If you look at the cannabis market, everybody is perceiving it to be a financial windfall, whether you’re a producer or a distributor or a rolling paper manufacturer or edible maker or so on. And the insurance companies think this too. And if they’re not cautious, their loss ratio is going to be huge.

If you look at the numbers … right now there’s about 250,000 legal marijuana users in Canada who have a certificate. So that’s the legal market right now. They’re producing enough marijuana for 250,000 people right now – but what they’re perceiving is after legalization the number will hit in excess of three million. Almost instantly. Over 10 times the demand for the product.

Producers are trying to dramatically expand their product growth. Insurers are jumping into this area to write these product manufacturers, and their companies are not specialty writers. Quite frankly, in the marketplace right now, we’re having a lot of discussions with operations in California and Washington and Colorado, trying to learn what the pitfalls were – and it’s a daily learning curve.

But some insurers are walking straight in with no expertise and little discipline. And everybody’s thinking they’re going to make massive amounts of money … but they need to walk in with caution.

Just look at wording. We don’t fully understand that yet. We’re looking at wording from the US and how to learn from their mistakes – and believe me there were a lot! Canada has now approved edibles – but with varying restrictions on things like THC levels in some states. We’ve got no regulatory controls as to THC levels yet - we have people running out to insure some of these start-up operations with no identified restrictions on the type of business they’re writing.
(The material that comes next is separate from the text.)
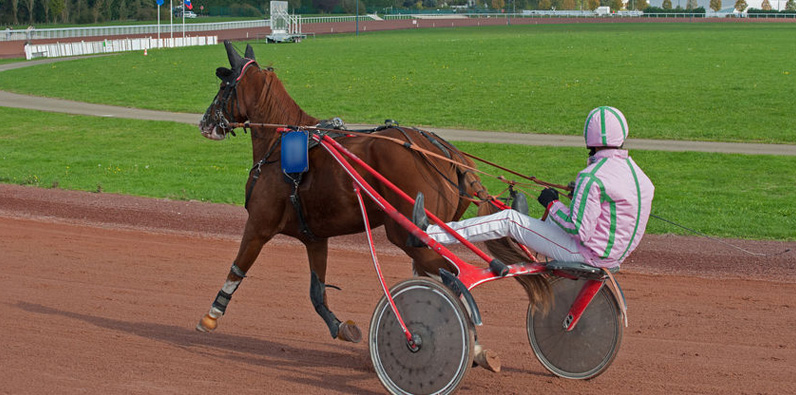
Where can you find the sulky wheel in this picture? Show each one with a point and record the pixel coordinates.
(587, 350)
(437, 318)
IB: Is there anything this can be compared to, as a market?
MW: It’s like a lot of new products coming into the marketplace. One of the things that we’re going to see is numbers that we’ve never seen before in any new product line. Take the electric car – that’s an example of a far slower grind for a new product. But in terms of cannabis, it’s going to be a mass introduction. Virtually uncontrolled.
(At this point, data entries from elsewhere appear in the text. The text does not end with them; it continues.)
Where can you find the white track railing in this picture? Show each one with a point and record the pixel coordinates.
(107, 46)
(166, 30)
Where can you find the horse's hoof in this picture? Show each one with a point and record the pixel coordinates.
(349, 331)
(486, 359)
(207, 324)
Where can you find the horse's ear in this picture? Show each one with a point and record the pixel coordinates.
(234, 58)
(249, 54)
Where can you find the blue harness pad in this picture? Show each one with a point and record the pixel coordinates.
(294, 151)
The government is going to approve and legalize it and allow the provinces to sell and control it … and we’ve got 10 provinces who can’t agree on many of the rules they need.

IB: So, you’d say that people who have previously dealt with specialty products – and have the necessary caution – will handle this better than those who are just leaping into the market?
MW: Absolutely. What’s going to happen is that a multiple number of insurers are going to experience losses – and they’re going to say ‘oh, we didn’t anticipate that, we didn’t see that coming’. And they’re going to pull back. They’re also going to find that marketplace revenue isn’t large enough to be in the ‘general’ market.
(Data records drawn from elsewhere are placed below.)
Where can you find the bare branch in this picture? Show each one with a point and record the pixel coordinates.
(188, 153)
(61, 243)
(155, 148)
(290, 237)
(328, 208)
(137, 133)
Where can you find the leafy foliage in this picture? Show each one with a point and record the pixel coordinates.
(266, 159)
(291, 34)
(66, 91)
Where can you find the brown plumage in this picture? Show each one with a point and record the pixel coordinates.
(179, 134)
Right now there’s something like 60 approved manufacturers of cannabis. Say that doubles or triples over the next few years. There’s still not enough premium to spread over, say, 35 insurers. It’s a specialty market product and it needs to be monitored as such.

The problem we’ve got – and this is where the Cannabis Cover Vancouver event is very much of benefit – is that lots of people need to learn about this market quickly. And hopefully lots of people will be more considered, sit back and say ‘I don’t want to jump in on this right away, I want to sit back and watch for a while.’ I think Cannabis Cover is fantastic because no-one else is holding this kind of event … and we’ve all got a lot more questions than answers.